The dark-visaged man became silent, then he added:
"And yet on that night I incurred no danger, but I should rather again pass through all the hours in which I have confronted the most terrible perils than the one minute when that gun was discharged at the bearded head in the window."
The Confession
Marguerite de Therelles was dying. Although but fifty-six, she seemed like seventy-five at least. She panted, paler than the sheets, shaken by dreadful shiverings, her face convulsed, her eyes haggard, as if she had seen some horrible thing.

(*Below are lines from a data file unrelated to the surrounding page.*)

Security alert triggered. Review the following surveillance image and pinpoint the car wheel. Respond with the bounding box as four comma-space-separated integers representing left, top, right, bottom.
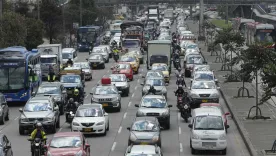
19, 126, 24, 135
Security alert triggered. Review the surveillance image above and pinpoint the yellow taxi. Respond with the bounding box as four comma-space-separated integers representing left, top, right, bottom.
151, 63, 170, 83
119, 55, 140, 74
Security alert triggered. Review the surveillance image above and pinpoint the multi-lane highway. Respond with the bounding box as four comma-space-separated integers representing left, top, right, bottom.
0, 22, 249, 156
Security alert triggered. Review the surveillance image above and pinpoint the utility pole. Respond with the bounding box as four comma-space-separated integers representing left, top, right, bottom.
80, 0, 82, 26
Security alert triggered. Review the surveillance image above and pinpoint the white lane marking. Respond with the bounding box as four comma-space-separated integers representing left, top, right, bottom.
111, 142, 117, 151
118, 126, 122, 134
179, 143, 183, 153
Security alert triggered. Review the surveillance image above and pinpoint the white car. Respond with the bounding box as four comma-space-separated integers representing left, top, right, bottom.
71, 103, 109, 135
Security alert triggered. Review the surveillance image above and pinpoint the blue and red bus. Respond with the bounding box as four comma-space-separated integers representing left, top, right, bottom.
0, 46, 42, 102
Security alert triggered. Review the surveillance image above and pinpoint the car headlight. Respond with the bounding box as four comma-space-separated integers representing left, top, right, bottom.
152, 135, 159, 142
129, 135, 137, 141
219, 134, 226, 140
75, 150, 82, 156
192, 134, 199, 140
210, 93, 219, 97
72, 122, 80, 126
96, 121, 104, 126
162, 110, 169, 116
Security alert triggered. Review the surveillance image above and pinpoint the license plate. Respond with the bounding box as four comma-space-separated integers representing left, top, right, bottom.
7, 98, 12, 101
83, 128, 92, 132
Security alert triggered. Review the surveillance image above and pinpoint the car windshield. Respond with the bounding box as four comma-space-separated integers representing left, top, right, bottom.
62, 53, 73, 59
187, 56, 203, 64
120, 57, 136, 62
60, 75, 81, 83
89, 55, 102, 60
152, 65, 168, 71
95, 86, 118, 95
141, 97, 167, 108
115, 64, 130, 69
73, 63, 90, 69
194, 73, 214, 81
24, 101, 52, 112
50, 136, 82, 148
37, 86, 60, 94
146, 79, 165, 86
192, 81, 216, 89
131, 120, 159, 132
109, 75, 126, 82
76, 108, 103, 117
194, 115, 224, 130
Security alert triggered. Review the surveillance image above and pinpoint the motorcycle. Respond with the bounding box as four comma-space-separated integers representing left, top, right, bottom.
28, 138, 47, 156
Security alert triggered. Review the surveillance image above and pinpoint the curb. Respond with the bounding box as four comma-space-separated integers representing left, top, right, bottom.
218, 85, 258, 156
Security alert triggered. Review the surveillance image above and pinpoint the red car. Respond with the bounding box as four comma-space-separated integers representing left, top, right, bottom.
45, 132, 90, 156
200, 103, 230, 132
111, 62, 133, 81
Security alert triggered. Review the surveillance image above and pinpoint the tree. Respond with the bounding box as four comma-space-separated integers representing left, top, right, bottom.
40, 0, 62, 43
0, 12, 27, 47
25, 18, 44, 50
232, 43, 276, 119
214, 28, 245, 81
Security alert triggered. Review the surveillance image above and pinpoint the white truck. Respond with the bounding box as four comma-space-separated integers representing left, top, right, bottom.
147, 40, 172, 73
37, 44, 62, 79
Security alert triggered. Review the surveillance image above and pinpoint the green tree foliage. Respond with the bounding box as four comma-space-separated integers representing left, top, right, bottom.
25, 18, 44, 50
40, 0, 62, 43
0, 12, 27, 47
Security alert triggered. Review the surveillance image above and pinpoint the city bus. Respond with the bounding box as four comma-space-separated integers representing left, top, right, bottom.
0, 46, 42, 102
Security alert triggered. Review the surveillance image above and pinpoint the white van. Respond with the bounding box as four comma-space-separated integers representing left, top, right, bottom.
189, 107, 229, 155
62, 48, 77, 64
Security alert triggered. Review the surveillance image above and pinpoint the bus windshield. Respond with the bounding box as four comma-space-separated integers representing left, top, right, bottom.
0, 67, 25, 92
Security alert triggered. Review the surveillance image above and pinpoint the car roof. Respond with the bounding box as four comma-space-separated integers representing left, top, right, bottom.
130, 145, 156, 154
193, 107, 222, 116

Her eldest sister, Suzanne, six years older, sobbed on her knees beside the bed. A little table drawn close to the couch of the dying woman, and covered with a napkin, bore two lighted candles, the priest being momentarily expected to give extreme unction and the communion, which should be the last.
The apartment had that sinister aspect, that air of hopeless farewells, which belongs to the chambers of the dying. Medicine bottles stood about on the furniture, linen lay in the corners, pushed aside by foot or broom. The disordered chairs themselves seemed affrighted, as if they had run, in all the senses of the word. Death, the formidable, was there, hidden, waiting.
The story of the two sisters was very touching. It was quoted far and wide; it had made many eyes to weep.
Suzanne, the elder, had once been madly in love with a young man, who had also been in love with her. They were engaged, and were only waiting the day fixed for the contract, when Henry de Lampierre suddenly died.
The despair of the young girl was dreadful, and she vowed that she would never marry. She kept her word. She put on widow's weeds, which she never took off.
Then her sister, her little sister Marguerite, who was only twelve years old, came one morning to throw herself into the arms of the elder, and said: "Big Sister, I do not want thee to be unhappy. I do not want thee to cry all thy life. I will never leave thee, never, never! I--I, too, shall never marry. I shall stay with thee always, always, always!"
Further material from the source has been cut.